At the same time, virtual representations can also be seen as attempts to challenge stigma. By sharing positive images, residents may seek to reclaim the meaning of their neighbourhood and present it as a valuable and enjoyable place. In this sense, social media becomes a space where urban identity is negotiated rather than simply imposed.


Conclusion

This research shows that virtual activities play an important role in shaping the symbolic image of Shtromka. Social media produces a selective and aesthetic representation that emphasizes leisure and beauty while simplifying lived complexity. The tension between represented and lived space is central to understanding how urban meaning is produced today.

Rather than seeing digital and physical experiences as separate or opposing, this project highlights their uneven relationship. The physical experience of Shtromka is layered, diverse and contradictory, while the virtual one tends to be narrow and one-sided. Understanding this imbalance helps reveal how digital storytelling influences visibility, identity and imagination in contemporary urban spaces.

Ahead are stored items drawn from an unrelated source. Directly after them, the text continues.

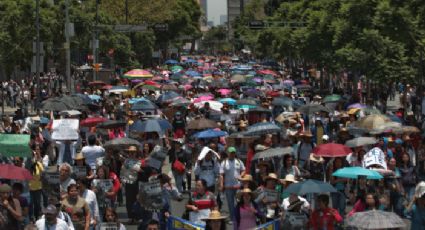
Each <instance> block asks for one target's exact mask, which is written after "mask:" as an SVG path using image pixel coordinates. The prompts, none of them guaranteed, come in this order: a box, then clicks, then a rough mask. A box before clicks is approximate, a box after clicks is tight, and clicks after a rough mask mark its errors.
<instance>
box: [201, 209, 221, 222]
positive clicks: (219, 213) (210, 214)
mask: <svg viewBox="0 0 425 230" xmlns="http://www.w3.org/2000/svg"><path fill="white" fill-rule="evenodd" d="M226 218H227V216H222V215H221V213H220V211H218V210H212V211H211V212H210V215H209V216H208V218H205V219H202V220H204V221H206V220H224V219H226Z"/></svg>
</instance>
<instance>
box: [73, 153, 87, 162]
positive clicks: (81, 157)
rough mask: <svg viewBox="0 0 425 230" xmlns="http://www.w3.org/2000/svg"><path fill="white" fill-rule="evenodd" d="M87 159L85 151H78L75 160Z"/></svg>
mask: <svg viewBox="0 0 425 230" xmlns="http://www.w3.org/2000/svg"><path fill="white" fill-rule="evenodd" d="M84 159H86V158H85V157H84V155H83V153H77V155H75V157H74V160H75V161H78V160H84Z"/></svg>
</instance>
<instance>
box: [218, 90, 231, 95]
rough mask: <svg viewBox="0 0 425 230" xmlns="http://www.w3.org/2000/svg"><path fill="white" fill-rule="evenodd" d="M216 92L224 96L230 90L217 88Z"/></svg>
mask: <svg viewBox="0 0 425 230" xmlns="http://www.w3.org/2000/svg"><path fill="white" fill-rule="evenodd" d="M217 92H219V93H220V94H221V95H223V96H225V95H229V94H230V93H231V92H232V90H231V89H219V90H217Z"/></svg>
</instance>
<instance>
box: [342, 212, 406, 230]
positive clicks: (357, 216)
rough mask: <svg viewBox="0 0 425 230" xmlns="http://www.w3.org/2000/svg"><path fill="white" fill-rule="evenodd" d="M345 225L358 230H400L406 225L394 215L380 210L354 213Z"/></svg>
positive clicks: (390, 213)
mask: <svg viewBox="0 0 425 230" xmlns="http://www.w3.org/2000/svg"><path fill="white" fill-rule="evenodd" d="M346 224H347V225H348V226H349V227H356V228H359V229H402V228H404V227H406V223H405V222H404V221H403V219H401V218H400V217H399V216H398V215H397V214H396V213H394V212H384V211H380V210H371V211H365V212H356V213H354V215H352V216H351V217H349V218H347V220H346Z"/></svg>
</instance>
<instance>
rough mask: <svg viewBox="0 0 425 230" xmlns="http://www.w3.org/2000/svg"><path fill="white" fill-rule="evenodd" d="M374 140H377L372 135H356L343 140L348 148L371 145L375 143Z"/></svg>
mask: <svg viewBox="0 0 425 230" xmlns="http://www.w3.org/2000/svg"><path fill="white" fill-rule="evenodd" d="M376 142H378V141H377V140H376V139H375V138H373V137H356V138H354V139H351V140H349V141H347V142H345V145H346V146H348V147H350V148H355V147H359V146H365V145H373V144H376Z"/></svg>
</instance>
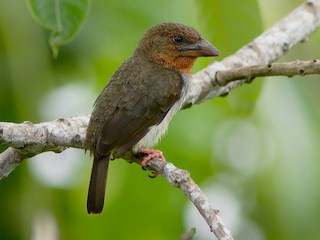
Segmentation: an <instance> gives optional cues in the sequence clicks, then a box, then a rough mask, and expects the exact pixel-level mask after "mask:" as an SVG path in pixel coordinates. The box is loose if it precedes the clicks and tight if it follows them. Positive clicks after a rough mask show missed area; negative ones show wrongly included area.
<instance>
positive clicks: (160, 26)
mask: <svg viewBox="0 0 320 240" xmlns="http://www.w3.org/2000/svg"><path fill="white" fill-rule="evenodd" d="M138 51H140V52H142V53H143V54H144V56H146V57H147V58H148V59H149V60H150V61H153V62H155V63H156V64H159V65H162V66H164V67H166V68H171V69H175V70H178V71H180V72H184V73H187V74H191V68H192V66H193V63H194V61H195V60H196V58H197V57H209V56H219V52H218V50H217V49H216V48H215V47H214V46H212V45H211V44H210V43H209V42H208V41H206V40H205V39H203V38H201V36H200V34H199V33H198V32H197V31H196V30H194V29H193V28H191V27H187V26H185V25H182V24H177V23H161V24H158V25H156V26H154V27H152V28H150V29H149V30H148V31H147V32H146V33H145V35H144V36H143V38H142V39H141V41H140V44H139V47H138Z"/></svg>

Surfing Shtromka, theref ore, is not only about waves or Wi-Fi. It is about navigating between the real and the represented city and about understanding how everyday virtual activities shape the way urban spaces are seen, felt and valued.


References
Harvey, D. (2008). The Right to the City. New Left Review.
Harvey, D. (2012). Rebel Cities: From the Right to the City to the Urban Revolution. Verso.
de Souza e Silva, A., & Noriega, Y. (2021). Urban (Digital) Play and Right to the City. Journal of Urban Technology.
de Certeau, M. (1984). The Practice of Everyday Life. University of California Press.
Lefebvre, H. (1991). The Production of Space. Blackwell.